In the 1980s, again following the trends in the US, design studies were introduced.

According to Dr Waite, the design course at Otago is the only one in New Zealand that has been in a science faculty from the start, and is informed by science, technology and art.

Design studies aims to apply knowledge creatively in problem-solving and is never just about design alone.

It is always about design and another subject - anything from anthropology to zoology, and so can be seen occupying a spectrum from science to art, the student determining where on that spectrum they sit, he says.

He has just returned from the UK where, as a result of the recession, they are talking about "Austerity Britain" a period during and after World War 2 when everything was constrained because of the war effort.

Nevertheless, a lot of innovative design arose from those constraints.

There was a boom in design in industrialised countries as technology developed and applied for war purposes was applied to rebuilding society.

One of the best examples was the Vespa motor scooter, made by a firm that had made planes for war.
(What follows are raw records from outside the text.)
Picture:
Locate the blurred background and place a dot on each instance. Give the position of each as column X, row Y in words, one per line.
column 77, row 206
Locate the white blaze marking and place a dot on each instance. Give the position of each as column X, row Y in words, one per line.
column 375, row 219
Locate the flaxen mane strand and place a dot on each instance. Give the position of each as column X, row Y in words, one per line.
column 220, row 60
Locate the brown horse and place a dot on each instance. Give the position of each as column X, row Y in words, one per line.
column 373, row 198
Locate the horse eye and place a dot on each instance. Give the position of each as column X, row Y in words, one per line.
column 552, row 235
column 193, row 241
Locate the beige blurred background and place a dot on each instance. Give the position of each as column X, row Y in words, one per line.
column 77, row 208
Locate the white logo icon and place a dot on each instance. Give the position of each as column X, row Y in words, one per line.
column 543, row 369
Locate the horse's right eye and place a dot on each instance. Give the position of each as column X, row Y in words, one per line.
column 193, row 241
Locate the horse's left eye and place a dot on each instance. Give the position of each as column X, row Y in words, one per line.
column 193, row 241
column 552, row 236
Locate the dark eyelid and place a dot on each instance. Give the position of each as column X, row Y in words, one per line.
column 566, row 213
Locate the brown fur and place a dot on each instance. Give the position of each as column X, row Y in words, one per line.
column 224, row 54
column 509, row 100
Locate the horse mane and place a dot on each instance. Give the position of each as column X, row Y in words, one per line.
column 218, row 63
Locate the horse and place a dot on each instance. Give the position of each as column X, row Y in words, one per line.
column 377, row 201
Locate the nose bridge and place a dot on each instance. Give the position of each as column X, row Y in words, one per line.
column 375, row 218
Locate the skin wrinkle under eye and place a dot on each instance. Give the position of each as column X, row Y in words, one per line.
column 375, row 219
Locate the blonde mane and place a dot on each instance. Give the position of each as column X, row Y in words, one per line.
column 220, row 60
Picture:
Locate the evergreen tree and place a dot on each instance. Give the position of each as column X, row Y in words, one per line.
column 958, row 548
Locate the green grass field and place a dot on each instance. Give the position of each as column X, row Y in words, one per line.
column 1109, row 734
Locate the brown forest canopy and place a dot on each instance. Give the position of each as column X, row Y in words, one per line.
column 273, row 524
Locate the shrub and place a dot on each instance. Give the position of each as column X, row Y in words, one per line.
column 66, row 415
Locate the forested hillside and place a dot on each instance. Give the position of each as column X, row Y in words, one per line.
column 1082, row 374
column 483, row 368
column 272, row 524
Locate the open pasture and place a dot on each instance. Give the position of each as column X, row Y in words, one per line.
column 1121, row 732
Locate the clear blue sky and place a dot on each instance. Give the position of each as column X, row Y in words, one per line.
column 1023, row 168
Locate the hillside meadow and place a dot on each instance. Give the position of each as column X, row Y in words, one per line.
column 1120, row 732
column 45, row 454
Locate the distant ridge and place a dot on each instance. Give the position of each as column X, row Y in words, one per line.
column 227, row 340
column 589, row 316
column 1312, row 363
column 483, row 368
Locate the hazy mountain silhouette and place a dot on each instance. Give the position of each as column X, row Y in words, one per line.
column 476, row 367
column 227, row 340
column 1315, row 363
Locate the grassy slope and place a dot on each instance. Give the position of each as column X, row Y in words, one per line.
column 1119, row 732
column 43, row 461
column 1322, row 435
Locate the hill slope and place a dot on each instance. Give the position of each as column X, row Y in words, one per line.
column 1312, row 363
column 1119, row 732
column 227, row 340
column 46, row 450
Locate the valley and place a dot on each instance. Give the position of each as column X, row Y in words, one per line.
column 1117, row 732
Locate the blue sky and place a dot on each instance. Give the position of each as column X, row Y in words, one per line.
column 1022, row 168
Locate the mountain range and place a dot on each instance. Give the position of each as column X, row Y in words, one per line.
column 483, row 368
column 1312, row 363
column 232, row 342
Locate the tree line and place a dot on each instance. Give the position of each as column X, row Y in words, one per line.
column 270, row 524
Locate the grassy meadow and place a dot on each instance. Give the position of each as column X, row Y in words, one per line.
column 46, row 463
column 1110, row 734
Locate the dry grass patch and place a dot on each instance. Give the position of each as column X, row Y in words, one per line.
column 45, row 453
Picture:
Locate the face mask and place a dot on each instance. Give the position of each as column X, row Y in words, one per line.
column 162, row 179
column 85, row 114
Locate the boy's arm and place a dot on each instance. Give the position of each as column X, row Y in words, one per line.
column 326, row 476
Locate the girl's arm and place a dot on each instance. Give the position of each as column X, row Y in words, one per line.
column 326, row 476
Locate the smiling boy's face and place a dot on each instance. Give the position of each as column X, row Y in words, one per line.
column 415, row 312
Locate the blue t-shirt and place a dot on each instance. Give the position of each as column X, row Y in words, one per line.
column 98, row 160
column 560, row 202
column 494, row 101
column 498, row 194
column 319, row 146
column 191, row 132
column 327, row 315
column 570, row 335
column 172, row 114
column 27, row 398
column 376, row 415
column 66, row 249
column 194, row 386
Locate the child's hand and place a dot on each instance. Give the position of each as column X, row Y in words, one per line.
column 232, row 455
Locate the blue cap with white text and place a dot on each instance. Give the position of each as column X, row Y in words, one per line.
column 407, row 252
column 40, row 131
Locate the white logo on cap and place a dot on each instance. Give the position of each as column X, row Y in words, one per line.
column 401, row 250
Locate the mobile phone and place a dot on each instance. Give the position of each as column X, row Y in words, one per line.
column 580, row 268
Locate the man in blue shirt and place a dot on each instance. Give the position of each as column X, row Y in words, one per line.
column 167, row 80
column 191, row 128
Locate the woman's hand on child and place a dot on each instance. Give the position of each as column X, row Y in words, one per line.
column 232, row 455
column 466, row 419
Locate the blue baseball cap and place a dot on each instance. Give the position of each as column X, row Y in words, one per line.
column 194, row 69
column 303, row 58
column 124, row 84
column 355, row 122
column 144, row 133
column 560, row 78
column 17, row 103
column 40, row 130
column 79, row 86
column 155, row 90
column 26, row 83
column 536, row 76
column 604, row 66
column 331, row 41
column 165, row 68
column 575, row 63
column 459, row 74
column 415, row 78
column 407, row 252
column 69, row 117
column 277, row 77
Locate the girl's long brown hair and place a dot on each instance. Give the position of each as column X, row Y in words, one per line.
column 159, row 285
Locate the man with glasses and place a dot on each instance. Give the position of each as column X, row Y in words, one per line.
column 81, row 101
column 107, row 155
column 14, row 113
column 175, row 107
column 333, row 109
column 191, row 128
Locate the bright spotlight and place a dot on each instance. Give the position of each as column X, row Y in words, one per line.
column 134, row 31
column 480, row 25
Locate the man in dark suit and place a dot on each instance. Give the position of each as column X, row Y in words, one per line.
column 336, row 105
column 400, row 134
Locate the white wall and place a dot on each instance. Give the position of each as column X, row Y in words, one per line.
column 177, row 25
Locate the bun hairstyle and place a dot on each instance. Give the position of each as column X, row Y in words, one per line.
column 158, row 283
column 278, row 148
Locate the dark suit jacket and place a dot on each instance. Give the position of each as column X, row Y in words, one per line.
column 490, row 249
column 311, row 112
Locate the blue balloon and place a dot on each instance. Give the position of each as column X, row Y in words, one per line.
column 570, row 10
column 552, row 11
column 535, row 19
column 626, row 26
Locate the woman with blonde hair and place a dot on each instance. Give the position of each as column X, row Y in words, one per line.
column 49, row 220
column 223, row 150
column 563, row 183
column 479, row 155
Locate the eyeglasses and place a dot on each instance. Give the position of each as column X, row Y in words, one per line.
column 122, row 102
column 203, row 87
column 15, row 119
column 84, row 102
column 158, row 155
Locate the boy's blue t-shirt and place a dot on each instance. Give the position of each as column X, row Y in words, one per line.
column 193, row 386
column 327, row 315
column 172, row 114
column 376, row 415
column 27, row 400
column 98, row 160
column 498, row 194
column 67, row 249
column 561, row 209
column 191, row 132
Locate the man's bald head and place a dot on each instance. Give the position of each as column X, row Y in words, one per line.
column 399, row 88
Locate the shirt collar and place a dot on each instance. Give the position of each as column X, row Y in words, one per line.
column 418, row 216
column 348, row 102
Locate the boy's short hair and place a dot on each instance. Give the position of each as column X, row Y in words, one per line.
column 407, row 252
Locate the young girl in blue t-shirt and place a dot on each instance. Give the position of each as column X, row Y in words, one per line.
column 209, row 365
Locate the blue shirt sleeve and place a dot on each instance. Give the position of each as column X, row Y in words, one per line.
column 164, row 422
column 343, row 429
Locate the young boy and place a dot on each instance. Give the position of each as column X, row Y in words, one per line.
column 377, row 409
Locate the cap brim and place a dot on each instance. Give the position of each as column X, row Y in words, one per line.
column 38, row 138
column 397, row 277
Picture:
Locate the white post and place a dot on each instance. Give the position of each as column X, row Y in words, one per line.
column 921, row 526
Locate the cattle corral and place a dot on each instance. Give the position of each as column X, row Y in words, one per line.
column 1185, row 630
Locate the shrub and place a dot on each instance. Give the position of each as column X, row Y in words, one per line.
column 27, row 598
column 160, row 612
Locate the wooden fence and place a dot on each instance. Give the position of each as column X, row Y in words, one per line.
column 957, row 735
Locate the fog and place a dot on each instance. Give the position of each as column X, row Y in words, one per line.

The scooters were cheap and attractive to both men and women and became a symbol of Italian culture that gave them a break from association with fascist culture, he said.

"We don't have the man-made constraints of a war, but I think the majority of the science community accepts that human beings have made a significant impact on the environment and how are we going to deal with that.

Some of the answers are in the past but need to be updated for new technology and for the way culture has developed."

Although the founders of the school in 1911 were setting out to create a better future - a preferred situation out of the existing one around the home - he does not think they could have imagined what it would become today.

We take things for granted and it's only by looking back that you realise how far we have come, he said.

"'Home' in home science has become a lot bigger. What we consider to be our home now has changed. The core values of the place where we live with our family are still there, but we've come to appreciate our home is this planet. We've only got this one and we've got to make it work, make it a better place."

See it

"Bringing it Home" is on display at the University of Otago's Hocken Gallery until March 5.